Battle 1917 starts with a randomly generated terrain and both factions on each side of the map:

If I trust the splash, the red faction represents the Germans with their FT-17 tanks. Infantry is represented by what looks like swordsmen and they can’t attack at range.

Each side has 5 types of units:

  • Infantry, with a speed of 5 and a combat value of 1,
  • Cavalry, with a speed of 6 and a combat value of 2,
  • Tanks, with a speed of 3 and a combat value of 3,
  • Artillery, with a speed of 2 and a combat value of 0. It can shoot after moving with high accuracy at a range of up to 9. If it hits something, the something is destroyed.
  • The King, with a speed of 2 and a combat value of 0.

The King is the odd one here, but I feel it is the game pretending you should compare it to Chess, because if it had been called “HQ” no one would have objected. As one can expect, the King is the objective of the other side, if it is lost it is game over.

What makes Battle 1917 special is how the units move. Instead of giving the order unit by unit, the player gives movement orders by squadron (only one “impulse” by turn), with the 4 units trying to comply and being blocked individually by obstacles.

Moving my cavalry. The purple diamonds are mines, but they rarely blow up in my experience.

All units follow the same rule, except the King who is alone. Tanks can also crush the forests and barbed wires that stop the other units, and of course artillery can shoot at a range of 9 tiles:

The shots are accurate, with the only variation being +/-1 compared to the selected range.

After I have moved my units, the computer gets to move its pieces. It follows different rules than the player: its units move freely and can even double-back, while its artillery hits random locations on the battlefield.
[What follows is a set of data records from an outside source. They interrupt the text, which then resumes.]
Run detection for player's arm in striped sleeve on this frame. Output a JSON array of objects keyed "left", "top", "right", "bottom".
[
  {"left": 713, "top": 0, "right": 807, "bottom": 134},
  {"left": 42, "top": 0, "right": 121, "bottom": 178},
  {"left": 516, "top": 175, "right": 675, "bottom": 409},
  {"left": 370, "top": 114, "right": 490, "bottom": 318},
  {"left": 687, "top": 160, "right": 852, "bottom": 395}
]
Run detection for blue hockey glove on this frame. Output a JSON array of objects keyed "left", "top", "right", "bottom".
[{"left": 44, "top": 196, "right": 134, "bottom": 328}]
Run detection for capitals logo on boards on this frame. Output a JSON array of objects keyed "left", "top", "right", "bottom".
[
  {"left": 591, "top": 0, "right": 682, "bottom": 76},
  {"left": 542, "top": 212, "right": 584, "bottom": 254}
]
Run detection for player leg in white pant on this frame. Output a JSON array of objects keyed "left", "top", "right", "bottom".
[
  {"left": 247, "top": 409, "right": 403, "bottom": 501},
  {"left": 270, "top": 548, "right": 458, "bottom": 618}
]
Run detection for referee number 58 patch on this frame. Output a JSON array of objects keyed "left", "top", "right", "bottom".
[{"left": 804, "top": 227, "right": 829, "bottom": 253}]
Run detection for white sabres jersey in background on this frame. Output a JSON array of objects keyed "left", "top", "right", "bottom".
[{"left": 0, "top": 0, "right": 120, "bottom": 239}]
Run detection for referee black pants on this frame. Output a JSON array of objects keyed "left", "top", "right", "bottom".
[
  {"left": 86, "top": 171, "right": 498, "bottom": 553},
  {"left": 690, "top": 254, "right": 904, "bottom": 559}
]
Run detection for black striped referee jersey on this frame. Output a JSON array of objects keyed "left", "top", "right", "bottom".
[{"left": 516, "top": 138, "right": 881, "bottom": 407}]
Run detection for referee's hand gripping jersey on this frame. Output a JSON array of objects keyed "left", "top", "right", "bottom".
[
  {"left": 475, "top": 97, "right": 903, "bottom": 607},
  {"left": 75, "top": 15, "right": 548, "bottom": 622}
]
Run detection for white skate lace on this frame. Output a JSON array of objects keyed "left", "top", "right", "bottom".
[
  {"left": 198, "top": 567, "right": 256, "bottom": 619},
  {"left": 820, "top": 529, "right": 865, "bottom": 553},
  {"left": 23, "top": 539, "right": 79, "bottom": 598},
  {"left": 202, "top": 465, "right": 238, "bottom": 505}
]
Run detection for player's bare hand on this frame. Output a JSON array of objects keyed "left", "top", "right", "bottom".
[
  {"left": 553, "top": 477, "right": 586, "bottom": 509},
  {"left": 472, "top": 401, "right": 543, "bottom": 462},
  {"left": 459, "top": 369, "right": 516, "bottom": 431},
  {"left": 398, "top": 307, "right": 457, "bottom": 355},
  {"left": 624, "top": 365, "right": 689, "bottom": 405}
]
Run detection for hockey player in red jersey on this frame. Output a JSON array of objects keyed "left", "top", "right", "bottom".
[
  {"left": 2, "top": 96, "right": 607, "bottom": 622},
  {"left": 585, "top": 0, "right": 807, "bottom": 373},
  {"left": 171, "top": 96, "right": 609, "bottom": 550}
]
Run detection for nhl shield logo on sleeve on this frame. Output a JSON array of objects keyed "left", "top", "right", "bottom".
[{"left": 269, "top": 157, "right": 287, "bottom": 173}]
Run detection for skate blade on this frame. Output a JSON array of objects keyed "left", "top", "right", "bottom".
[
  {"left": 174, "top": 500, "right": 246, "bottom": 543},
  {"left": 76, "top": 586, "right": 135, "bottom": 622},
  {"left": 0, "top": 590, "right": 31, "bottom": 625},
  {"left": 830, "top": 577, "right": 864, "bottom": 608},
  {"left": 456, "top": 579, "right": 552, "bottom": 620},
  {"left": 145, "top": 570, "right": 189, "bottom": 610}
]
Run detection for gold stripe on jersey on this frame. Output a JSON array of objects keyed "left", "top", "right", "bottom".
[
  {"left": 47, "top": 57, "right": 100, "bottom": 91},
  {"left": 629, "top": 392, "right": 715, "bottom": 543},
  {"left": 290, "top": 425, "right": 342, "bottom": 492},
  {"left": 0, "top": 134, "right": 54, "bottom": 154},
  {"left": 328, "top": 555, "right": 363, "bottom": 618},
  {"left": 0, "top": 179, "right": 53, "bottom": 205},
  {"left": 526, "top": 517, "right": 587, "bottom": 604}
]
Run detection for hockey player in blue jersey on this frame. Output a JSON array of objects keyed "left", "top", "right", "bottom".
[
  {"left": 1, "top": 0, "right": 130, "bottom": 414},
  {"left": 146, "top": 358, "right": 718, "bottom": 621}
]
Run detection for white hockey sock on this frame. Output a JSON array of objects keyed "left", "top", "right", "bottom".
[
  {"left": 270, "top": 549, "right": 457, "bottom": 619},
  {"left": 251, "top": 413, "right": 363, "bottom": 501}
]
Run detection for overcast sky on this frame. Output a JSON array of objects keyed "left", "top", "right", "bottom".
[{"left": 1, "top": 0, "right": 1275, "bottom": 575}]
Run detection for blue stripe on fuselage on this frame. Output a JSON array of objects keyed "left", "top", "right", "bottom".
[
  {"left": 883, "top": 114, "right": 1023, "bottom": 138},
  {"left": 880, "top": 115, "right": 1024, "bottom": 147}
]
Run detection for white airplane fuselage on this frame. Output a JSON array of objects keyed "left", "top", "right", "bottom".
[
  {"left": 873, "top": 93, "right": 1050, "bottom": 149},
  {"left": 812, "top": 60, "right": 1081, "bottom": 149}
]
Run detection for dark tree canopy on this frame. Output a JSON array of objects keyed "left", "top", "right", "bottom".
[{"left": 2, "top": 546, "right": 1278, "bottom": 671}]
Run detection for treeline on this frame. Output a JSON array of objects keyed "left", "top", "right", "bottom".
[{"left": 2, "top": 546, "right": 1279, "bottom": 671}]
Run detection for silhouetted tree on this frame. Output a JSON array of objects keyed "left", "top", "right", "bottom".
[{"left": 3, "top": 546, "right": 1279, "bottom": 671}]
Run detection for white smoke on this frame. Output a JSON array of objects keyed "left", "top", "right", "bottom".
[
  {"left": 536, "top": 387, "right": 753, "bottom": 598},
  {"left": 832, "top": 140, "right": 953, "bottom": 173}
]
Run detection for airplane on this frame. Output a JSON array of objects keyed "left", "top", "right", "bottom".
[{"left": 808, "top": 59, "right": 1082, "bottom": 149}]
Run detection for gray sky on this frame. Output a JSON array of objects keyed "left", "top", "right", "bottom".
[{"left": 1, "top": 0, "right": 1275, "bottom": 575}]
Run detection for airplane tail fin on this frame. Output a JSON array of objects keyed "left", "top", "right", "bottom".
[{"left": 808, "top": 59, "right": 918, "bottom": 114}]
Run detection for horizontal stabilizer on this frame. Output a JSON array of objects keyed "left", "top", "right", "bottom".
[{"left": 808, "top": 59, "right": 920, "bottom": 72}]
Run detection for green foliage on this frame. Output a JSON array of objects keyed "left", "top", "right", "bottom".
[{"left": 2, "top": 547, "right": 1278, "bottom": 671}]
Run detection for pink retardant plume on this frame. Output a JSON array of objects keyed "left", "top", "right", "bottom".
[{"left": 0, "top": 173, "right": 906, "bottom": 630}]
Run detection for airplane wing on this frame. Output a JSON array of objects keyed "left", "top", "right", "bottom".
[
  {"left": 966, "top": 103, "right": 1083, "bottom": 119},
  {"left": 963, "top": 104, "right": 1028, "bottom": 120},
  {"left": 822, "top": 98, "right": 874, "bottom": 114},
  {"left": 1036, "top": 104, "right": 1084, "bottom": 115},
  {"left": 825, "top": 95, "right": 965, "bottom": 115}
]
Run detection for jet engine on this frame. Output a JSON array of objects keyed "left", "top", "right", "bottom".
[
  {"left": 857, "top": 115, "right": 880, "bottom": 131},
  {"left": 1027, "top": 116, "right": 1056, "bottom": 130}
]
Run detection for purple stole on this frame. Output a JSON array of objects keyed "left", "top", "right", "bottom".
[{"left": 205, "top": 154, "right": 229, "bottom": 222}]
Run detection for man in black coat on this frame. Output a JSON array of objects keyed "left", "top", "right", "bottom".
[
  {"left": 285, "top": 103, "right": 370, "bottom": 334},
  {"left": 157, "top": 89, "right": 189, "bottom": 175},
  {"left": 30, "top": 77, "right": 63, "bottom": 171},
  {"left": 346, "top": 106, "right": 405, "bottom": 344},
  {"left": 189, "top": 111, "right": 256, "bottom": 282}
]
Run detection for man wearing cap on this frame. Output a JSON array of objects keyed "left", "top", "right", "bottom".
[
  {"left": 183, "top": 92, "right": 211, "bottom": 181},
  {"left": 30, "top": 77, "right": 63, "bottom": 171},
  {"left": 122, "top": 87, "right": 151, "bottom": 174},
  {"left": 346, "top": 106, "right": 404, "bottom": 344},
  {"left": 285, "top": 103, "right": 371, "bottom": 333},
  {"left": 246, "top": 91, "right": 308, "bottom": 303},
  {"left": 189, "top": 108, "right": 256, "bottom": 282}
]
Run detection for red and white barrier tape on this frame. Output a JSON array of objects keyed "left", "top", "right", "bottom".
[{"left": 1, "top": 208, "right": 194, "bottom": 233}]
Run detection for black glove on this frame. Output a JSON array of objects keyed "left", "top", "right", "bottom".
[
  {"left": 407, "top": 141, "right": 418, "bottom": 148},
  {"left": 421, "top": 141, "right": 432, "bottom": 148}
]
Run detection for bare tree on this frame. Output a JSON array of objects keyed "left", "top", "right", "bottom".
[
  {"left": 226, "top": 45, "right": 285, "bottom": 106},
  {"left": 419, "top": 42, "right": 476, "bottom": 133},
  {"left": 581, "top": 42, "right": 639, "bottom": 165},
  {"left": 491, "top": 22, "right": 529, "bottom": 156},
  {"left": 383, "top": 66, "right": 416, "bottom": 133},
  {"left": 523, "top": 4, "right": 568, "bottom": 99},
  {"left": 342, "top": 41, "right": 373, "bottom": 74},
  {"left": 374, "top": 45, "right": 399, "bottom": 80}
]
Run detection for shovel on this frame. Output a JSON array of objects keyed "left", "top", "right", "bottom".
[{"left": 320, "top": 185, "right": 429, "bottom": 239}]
While random, it hits troops more often than it should statistically, but not always mine!

I manage to somehow regroup in the middle of the map, while most of the computer’s force remains stuck behind a lake.

The German forces arrive piecemeal, when their random movement makes them slide between the forest and the lake.

Some German infantry sneaks through and reaches my artillery. Combat is resolved very simply: Roll a die (1-6) and add the combat factor. Whoever wins kills the other side.

Charging forward alone and destroying enemy artillery? This guy deserves a Pour le Mérite. Posthumously.

When the German tanks finally decide to crush the forest blocking the rest of their force, the Germans pour in the opening right in front of my artillery. My infantry counter-attacks and hack them down with their swords:

I also killed that last remaining cavalry with my own cavalry coming from the East.

The defeat of the enemies in front of my artillery allows me to approach it, and I snipe the Kaiser with a well-aimed shot:

I got a bit lucky on that one. I could have destroyed some artillery instead. But given where my tanks were, the Kaiser was unlikely to survive another turn.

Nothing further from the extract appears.